The less told story on such subsidies is what they have done to generate more demand and push up prices, he says. "One the one hand you are actually getting all your subsidies, but you are actually paying more for the property you would have liked to consume," says Acharya. "Therefore the real subsidy goes only [to those] at the very top. It is for people who are buying a second house.
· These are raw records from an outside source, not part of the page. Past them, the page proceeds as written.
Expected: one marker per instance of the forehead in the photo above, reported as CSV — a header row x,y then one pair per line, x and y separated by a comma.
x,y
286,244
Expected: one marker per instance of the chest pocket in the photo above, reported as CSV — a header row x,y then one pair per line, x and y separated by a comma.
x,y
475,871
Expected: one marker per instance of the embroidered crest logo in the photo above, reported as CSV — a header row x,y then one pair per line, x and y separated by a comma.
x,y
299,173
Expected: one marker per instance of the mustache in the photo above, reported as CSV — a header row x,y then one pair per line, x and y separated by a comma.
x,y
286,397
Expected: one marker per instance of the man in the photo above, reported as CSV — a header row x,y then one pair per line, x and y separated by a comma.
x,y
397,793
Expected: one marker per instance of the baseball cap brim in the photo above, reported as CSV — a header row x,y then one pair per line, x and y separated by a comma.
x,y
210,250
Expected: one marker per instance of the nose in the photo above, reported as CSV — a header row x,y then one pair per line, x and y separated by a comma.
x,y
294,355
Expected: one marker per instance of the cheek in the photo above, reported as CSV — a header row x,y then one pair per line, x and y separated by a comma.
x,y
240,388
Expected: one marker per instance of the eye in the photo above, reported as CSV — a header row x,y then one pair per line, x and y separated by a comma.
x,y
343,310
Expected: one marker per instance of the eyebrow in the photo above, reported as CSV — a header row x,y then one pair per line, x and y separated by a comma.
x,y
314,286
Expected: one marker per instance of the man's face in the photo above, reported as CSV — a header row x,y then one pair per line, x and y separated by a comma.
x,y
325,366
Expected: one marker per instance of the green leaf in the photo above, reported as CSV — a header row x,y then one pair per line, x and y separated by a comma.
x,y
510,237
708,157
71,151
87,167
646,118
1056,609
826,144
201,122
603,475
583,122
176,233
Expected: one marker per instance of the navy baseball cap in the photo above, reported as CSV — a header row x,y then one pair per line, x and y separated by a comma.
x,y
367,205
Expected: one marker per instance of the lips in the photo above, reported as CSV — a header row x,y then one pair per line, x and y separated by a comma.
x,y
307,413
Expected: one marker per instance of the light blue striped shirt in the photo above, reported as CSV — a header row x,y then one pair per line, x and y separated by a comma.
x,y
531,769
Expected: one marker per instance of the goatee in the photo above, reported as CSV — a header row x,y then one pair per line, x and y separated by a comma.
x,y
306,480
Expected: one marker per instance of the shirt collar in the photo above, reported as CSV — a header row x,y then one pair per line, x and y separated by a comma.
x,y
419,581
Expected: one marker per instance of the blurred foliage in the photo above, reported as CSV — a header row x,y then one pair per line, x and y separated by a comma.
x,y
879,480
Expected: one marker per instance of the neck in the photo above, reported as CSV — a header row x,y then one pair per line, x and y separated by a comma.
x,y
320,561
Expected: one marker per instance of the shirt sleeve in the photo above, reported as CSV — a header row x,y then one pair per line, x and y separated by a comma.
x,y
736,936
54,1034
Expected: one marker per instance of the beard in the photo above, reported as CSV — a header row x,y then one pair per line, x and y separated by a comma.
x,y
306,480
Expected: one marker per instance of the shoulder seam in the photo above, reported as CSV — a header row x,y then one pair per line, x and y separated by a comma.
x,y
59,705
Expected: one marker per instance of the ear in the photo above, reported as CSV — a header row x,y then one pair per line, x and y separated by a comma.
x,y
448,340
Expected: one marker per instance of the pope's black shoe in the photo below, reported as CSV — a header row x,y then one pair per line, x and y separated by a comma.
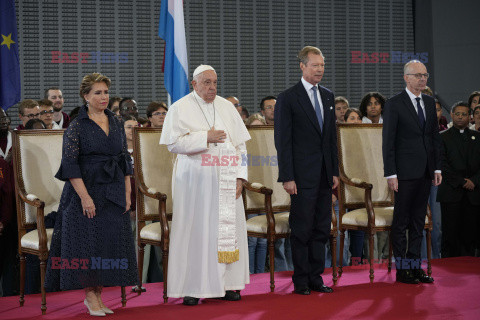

It is for people who are buying more land than they would otherwise."
Not only have government subsidies failed to really help everyday people, except to "prop up the housing market artificially," says Acharya, but the big question also remains: Who's paying for all these subsidies? "It's sort of a Ponzi scheme, because the current generation is reaping all its benefits, but we're basically scaling up our government debt in response, and someone else is going to pay for it down the road."
These big points on subsidies are never conveyed when they are sold to the American people, and all the more reason Acharya believes one day there will be political will in Congress to eventually eliminate such incentives. "Subsidies have been sold as something that actually help remove income inequality and helps us create an ownership society," says Acharya. "[But] if we convey the right message to the middle class and the poor that this has not in the end produced huge substantial benefits for them," then the subsidies will be much easier to remove.
But an end to subsidies is not a quick fix to the U.S. housing market. Pressures will still exist even without subsidies, because when the government fixed the bank problem, it really failed to address the underlying mortgage issue. That's really why the housing market continues to struggle, he says. "Just the way we recapitalized the financial sector, I think there was a very good case for recapitalizing the households," says Acharya.